Storage Providers

Cloudmesh supports multiple cloud storage services via storage providers. You can access them via command line, an API, or REST services. A simple abstraction layer between cloud services and your local computer makes it possible that the services are accessed the same way. This includes Awss3, Azure, Google, and box.

The code is available in a cloudmesh module at

The installation is documented in our installation manual.

Configuration

The cloudmesh YAML file contains a number of templates for configuring access to your cloud provider’s storage services. This includes AWS, Azure, Google, and others.

To showcase the integration, please open the cloudmesh.yaml config file. Under the ‘storage’ section, we need to add the parameters for authentication.

In the credentials section under aws, specify the access key id and secret access key which will be available in the AWS console under AWS IAM service -> Users -> Security Credentials.

The bucket is the default bucket that will be used to store the files in AWS S3. The region is the geographic area like us-east-1 which contains the bucket. The region is required to get a connection handle on the S3 Client or resource for that geographic area.

Here is an example:

cloudmesh:
  ...
  storage:
    aws:
      cm:
        active: True
        heading: aws
        host: aws.amazon.com
        label: aws
        kind: awss3
        version: TBD
        service: storage
      default:
      credentials:
        access_key_id: *********
        secret_access_key: *******
        bucket: name of bucket that you want user to be contained in.
        region: Specify the default region eg us-east-1

Similar to AWS other storage providers are available.
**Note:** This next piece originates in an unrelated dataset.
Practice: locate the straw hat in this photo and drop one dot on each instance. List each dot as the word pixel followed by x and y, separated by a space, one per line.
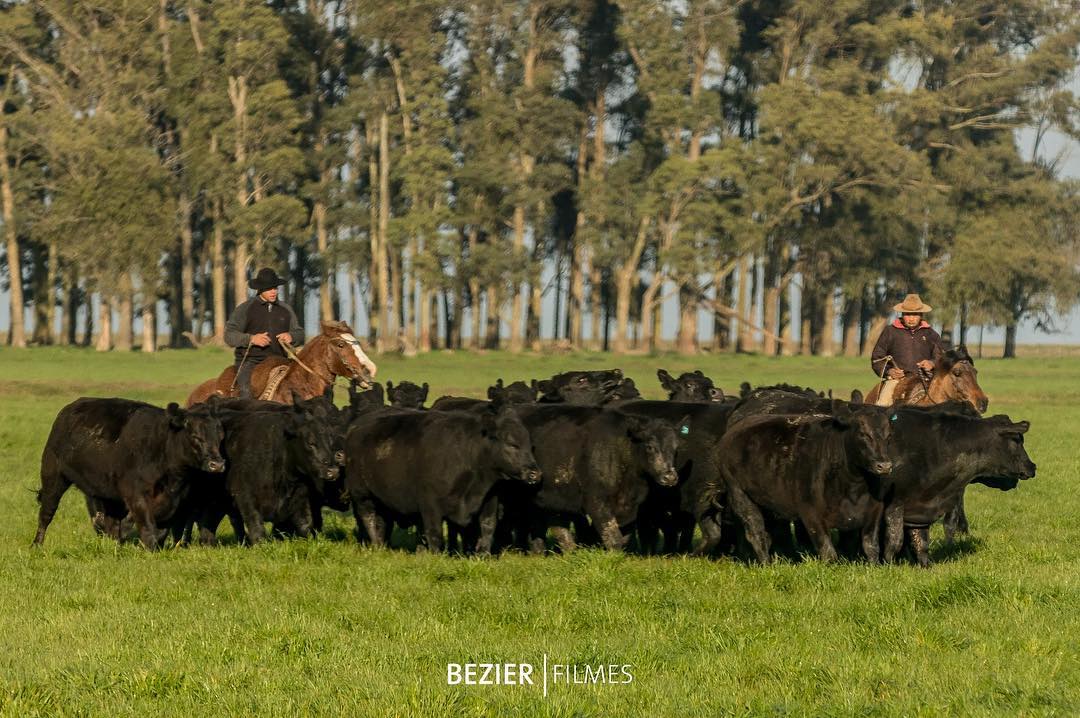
pixel 912 305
Please check-in the YAML file for their configuration template.

Commandline

The Cloudmesh command line allows to access a directory with the convenient get, put, search, list, create a directory, and delete functions. To find out more, use the command

cms> help storage

To invoke the AWS S3 service, we need to pass awss3 as parameter to storage parameter.
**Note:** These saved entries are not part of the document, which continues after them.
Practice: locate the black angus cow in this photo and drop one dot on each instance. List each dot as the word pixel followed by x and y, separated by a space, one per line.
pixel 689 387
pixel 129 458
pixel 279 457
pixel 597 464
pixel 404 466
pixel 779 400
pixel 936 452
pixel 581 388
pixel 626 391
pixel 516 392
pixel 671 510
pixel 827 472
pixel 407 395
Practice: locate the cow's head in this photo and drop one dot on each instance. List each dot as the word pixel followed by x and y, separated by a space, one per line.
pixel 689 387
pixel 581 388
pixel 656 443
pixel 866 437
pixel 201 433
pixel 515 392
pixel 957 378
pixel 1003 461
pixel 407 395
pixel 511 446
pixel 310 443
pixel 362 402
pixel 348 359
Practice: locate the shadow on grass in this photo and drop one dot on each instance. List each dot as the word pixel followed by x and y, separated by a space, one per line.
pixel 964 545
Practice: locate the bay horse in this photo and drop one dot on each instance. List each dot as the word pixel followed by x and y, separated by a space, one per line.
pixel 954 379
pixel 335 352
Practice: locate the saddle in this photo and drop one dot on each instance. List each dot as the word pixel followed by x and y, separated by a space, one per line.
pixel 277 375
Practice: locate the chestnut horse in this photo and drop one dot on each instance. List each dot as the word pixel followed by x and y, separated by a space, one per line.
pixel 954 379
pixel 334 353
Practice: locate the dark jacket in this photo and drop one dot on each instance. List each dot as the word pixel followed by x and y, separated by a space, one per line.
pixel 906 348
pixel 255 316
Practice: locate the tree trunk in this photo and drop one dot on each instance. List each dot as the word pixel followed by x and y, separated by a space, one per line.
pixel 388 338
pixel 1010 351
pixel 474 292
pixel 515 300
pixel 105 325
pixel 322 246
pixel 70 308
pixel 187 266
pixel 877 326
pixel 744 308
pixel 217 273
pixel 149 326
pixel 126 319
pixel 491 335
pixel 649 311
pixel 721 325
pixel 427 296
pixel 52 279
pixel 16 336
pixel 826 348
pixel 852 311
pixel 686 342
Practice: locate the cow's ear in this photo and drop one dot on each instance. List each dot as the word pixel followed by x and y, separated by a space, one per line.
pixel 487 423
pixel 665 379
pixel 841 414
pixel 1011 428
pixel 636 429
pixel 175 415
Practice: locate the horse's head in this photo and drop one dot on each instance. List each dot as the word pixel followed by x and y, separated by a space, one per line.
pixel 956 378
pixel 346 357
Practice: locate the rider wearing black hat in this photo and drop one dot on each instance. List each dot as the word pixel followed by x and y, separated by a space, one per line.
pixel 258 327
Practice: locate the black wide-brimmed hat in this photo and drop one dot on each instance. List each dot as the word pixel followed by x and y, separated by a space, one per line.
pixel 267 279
$ cms storage --storage=aws list '' --run

The following command can set the default storage service used in the storage command. After this command, you don’t need to specify the –service option in some commands.

$ cms set storage=aws

Monitor

This command monitors the status of commands in the MongoDB database and refresh itself every 5 seconds.

$ cms storage monitor

Run

This command executes the commands in the MongoDB that are in waiting status.

$ cms storage run

Clean

This command cleans all the actions in the MongoDB database.

$ cms storage clean

Create dir

This command helps to create a new directory on AWS S3. You must specify the full path of the new directory you would like to create.
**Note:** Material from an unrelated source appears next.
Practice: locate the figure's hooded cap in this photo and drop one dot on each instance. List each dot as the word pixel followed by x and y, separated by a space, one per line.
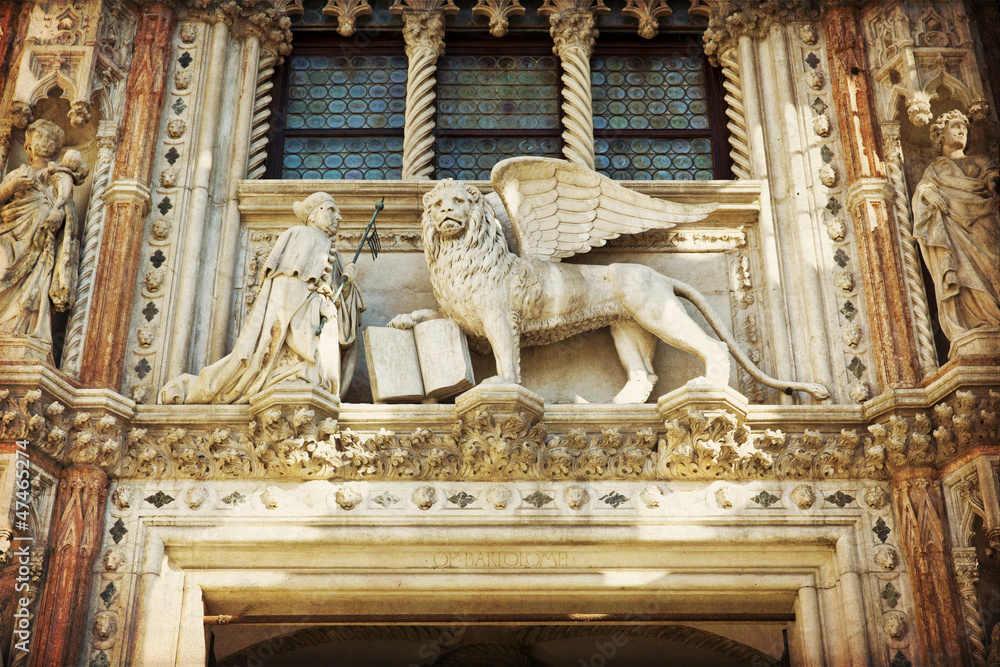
pixel 303 209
$ cms storage --storage='aws' create dir /base_path/targetdir --run

Put

The put command uploads files from your localhost to the S3.

$ cms storage --storage='aws' put ~/.cloudmesh/storage/sourcedir /base_path/targetdir --recursive --run

The source for this command could be either a file or directory.

If you specify a file as the source, the file will be uploaded if no such file exists on the cloud or updated if a copy already exists on the cloud.

If the source is a directory, you can choose to specify the recursive option to upload the files in the sub-directories in the source as well to the target directory in S3. If the recursive option is not specified, only the files in the source directory will be uploaded to the target directory and the sub-directories will be ignored.

Get

The get command downloads files from S3 to your localhost.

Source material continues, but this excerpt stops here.